Kevin Grieves (Whitworth University) is pleased to announce the publication of his new book, Cold War Journalism: Between Cold Reception and Common Ground (Palgrave Macmillan, 2021). The book explores journalism and journalists of the Cold War era as they were perceived as threats, but also attempts at forging transnational journalistic connections across the Iron Curtain. The book also illuminates efforts to find common journalistic ground within the East and West blocs. The research draws on a range of archival sources, including historical radio and television content.
Vincent DiGirolamo (Baruch College) has been awarded the 2021 Vincent P. DeSantis Prize from the Society for Historians of the Gilded Age and Progressive Era for Crying the News: A History of America’s Newsboys (Oxford University Press, 2019). The prestigious prize honors the best first book written on the period 1865 to 1920 published in the previous two years. Crying the News, said the award jury, “sensitively brings to light the experiences, struggles, and influence of a massive group of child laborers who walked the streets of our cities and towns, often unseen if rarely unheard, for more than a century.”

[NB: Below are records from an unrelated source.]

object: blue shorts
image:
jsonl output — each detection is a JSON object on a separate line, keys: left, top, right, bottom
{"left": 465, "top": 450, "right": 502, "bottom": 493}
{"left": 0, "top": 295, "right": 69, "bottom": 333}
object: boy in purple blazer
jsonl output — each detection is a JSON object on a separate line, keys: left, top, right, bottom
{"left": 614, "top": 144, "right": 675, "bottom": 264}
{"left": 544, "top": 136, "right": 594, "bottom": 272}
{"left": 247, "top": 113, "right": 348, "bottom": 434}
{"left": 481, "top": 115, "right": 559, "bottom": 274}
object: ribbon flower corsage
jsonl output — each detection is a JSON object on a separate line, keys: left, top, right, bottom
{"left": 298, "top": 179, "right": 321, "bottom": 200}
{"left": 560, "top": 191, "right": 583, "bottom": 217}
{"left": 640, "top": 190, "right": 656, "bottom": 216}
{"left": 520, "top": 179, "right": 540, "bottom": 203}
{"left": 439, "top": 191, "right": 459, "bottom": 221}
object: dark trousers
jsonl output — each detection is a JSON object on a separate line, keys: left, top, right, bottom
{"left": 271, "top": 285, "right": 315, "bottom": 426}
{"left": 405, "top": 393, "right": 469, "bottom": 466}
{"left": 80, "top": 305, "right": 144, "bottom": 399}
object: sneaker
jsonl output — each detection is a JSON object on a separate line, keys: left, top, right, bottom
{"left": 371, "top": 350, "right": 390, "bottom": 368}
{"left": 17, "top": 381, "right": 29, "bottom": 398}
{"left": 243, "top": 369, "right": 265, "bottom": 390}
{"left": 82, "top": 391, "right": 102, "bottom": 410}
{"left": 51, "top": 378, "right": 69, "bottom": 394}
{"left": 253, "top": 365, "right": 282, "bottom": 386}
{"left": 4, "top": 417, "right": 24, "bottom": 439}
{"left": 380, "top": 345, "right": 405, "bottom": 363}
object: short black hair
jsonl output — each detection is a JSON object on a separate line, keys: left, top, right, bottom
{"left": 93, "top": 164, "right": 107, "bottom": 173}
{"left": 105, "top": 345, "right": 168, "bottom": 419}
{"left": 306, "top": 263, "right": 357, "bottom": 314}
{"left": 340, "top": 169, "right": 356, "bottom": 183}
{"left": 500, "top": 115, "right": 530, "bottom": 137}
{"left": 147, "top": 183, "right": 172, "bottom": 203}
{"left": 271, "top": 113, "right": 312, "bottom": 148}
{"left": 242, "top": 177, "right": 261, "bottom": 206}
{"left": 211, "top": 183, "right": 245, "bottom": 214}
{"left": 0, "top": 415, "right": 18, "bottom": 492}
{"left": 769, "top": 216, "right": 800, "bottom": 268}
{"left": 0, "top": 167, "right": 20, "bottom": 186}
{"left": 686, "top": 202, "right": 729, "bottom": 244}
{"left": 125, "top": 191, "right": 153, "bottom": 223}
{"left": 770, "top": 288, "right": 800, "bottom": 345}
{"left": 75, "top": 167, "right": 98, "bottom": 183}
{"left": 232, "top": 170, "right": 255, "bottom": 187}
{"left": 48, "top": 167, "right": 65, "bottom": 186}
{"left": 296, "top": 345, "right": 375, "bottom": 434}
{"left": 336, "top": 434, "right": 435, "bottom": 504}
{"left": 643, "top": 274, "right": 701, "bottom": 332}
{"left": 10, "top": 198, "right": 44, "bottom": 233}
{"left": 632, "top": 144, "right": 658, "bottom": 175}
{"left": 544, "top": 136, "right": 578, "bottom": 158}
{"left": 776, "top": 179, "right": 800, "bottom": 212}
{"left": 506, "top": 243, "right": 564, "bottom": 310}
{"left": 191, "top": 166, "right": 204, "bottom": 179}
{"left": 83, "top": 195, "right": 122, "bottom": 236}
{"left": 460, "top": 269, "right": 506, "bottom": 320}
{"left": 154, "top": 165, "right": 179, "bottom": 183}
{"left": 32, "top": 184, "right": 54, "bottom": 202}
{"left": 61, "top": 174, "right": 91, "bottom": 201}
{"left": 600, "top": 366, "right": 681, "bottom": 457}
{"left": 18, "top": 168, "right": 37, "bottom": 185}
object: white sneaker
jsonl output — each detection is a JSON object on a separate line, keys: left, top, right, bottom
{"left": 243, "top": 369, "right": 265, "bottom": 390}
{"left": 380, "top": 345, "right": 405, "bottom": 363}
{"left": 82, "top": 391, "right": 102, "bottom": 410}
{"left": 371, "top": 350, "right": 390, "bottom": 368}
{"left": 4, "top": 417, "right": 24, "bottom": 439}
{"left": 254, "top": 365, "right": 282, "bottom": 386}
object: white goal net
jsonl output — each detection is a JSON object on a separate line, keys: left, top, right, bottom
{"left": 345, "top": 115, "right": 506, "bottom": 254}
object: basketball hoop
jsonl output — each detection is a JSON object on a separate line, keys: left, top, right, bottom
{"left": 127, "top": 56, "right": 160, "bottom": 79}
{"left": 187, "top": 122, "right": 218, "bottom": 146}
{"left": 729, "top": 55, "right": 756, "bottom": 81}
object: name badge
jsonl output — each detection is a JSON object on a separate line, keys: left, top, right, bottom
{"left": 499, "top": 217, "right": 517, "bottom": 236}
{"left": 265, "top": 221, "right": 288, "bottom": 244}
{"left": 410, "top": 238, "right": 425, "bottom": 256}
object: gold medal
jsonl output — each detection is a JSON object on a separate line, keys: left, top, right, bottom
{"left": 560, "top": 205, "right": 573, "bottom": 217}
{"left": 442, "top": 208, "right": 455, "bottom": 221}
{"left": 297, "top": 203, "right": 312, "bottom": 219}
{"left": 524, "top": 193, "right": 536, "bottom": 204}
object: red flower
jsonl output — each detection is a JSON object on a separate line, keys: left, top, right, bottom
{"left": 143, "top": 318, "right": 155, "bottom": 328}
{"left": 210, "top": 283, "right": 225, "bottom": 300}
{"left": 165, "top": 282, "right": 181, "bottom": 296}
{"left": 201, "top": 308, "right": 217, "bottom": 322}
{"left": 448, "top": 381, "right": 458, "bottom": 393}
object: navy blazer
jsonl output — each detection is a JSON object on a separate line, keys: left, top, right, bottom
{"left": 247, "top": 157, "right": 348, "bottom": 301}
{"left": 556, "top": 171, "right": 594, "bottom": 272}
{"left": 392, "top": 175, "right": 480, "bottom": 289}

Amber Roessner (University of Tennessee, Knoxville) has won the History Division’s annual Covert Award for her article, “The Voices of Public Opinion: Lingering Structures of Feeling about Women’s Suffrage in 1917 U.S. Newspaper Letters to the Editor.” Her article “offers insight into the production of letters to the editor as an act of strategic communication by suffragists and anti-suffragists, the regulation of letters to the editor by news gatekeepers and agenda-setters, and the consumption of letters to the editor by newspaper readers in 1917, a pivotal year in the decades-long cultural struggle over women’s suffrage.”
Earnest Perry (University of Missouri) has won the AEJMC’s Lionel C. Barrow Jr. Award for Distinguished Achievement in Diversity and Research Education. His work includes co-editing Cross-Cultural Journalism and Strategic Communication: Storytelling and Diversity (Routledge, 2020, second edition), with Maria E. Len-Rios.
Jinx Coleman Broussard (Louisiana State University) has won the History Division’s annual Donald L. Shaw Senior Scholar Award for her ground-breaking contributions in the history of journalism and mass communication scholarship, as well as her years of excellence in teaching and mentorship. Her work includes Public Relations and Journalism in Times of Crisis: A Symbiotic Partnership (Peter Lang, 2019), with Andrea Miller;African American Foreign Correspondents: A History (LSU Press, 2013); and Giving a Voice to the Voiceless: Four Pioneering Black Women Journalists (Routledge, 2004).
John Maxwell Hamilton (Louisiana State University) has won the History Division’s annual book award for Manipulating the Masses: Woodrow Wilson and the Birth of American Propaganda (LSU Press, 2020). The judges described the book, which examines the Creel Committee’s establishment of a propaganda system and the threat it posed to democracy, as “a magisterial work, comprehensive and highly readable.”